A Note on Sources and Perspective: The sources of this study include formerly classified documents largely from CIA files; personal interviews of participants; documents and other materials already in the public domain; and the author's own experience in certain of the episodes under review. Research of CIA records covered the offices of the Director of Central Intelligence (including his Special Assistant for Vietnam Affairs), the Inspector General, the Deputy Directors for Intelligence and Operations, CIA's History Staff, and the former Office of National Estimates (O/NE) and its files of National Intelligence Estimates. All the Agency documents cited in this study come from specific files of the respective CIA offices.

The study is colored and, it is hoped, illuminated by the author's personal experience as a senior analyst of Indochina questions, on and off, beginning in 1952. During the first two episodes covered, he was successively the chief of O/NE's Far East Staff and then chief of the O/NE Staff; throughout these episodes he was concurrently a CIA representative to various interagency consultative bodies and policy working groups concerned with Vietnam. During the third episode he was otherwise engaged as a CIA Chief of Station abroad. Since his retirement from CIA in 1986, at which time he was Acting Chairman of the National Intelligence Council (the successor to O/NE), he has prepared studies on Vietnam and other subjects for CIA's History Staff.

The author recognizes that his personal involvement in some of the historical events reviewed here constitutes a hazard to scholarship. Let it be said at the outset that, having already limited himself to three exemplary episodes from a longer historical period, he will not always represent or reflect every shade of opinion or judgment on the matters addressed. It should be noted, also, when the judgments of National Intelligence Estimates are cited, that they represented the views not only of CIA but also the entire Washington Intelligence Community. Not least, the author does not intend this work to be a paean to CIA analysis: while he examines situations where he considers CIA judgments proved prescient, he also cites instances where CIA analyses and national estimates proved wide of the mark or were too wishy-washy to serve the policymaking process well.

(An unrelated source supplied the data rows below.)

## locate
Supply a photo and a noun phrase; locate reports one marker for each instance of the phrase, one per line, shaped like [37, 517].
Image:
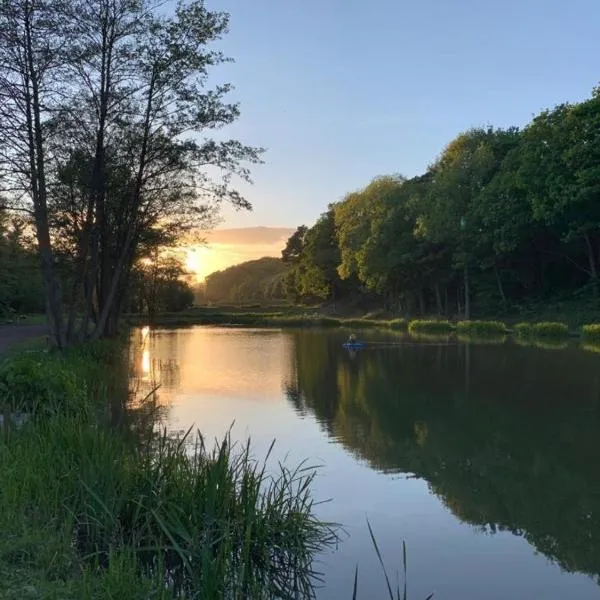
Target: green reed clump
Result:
[430, 326]
[550, 329]
[362, 323]
[591, 331]
[486, 338]
[86, 503]
[481, 328]
[217, 522]
[523, 330]
[398, 324]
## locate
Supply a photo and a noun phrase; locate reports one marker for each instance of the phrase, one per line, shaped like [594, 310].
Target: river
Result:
[483, 458]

The author wishes to thank those who consented to be interviewed, and those who have pointed out errors or omissions in earlier drafts and have suggested additions and improved language. These latter experts include Lt. Gen. Robert E. Pursley (USAF, Ret.); CIA History Staff Chiefs J. Kenneth McDonald, L. Kay Oliver, and Gerald Haines; former CIA officers William Colby, George Allen, Richard Lehman, Bob Layton, R. Jack Smith, James Hanrahan, and--especially--Richard Kovar; and CIA officers Henry Appelbaum, Teresa Purcell, and Russell Sniady.

The views expressed in this study do not necessarily represent those of CIA; the author alone is responsible for the views expressed and for any errors or omissions that remain. This study was completed in mid-1997.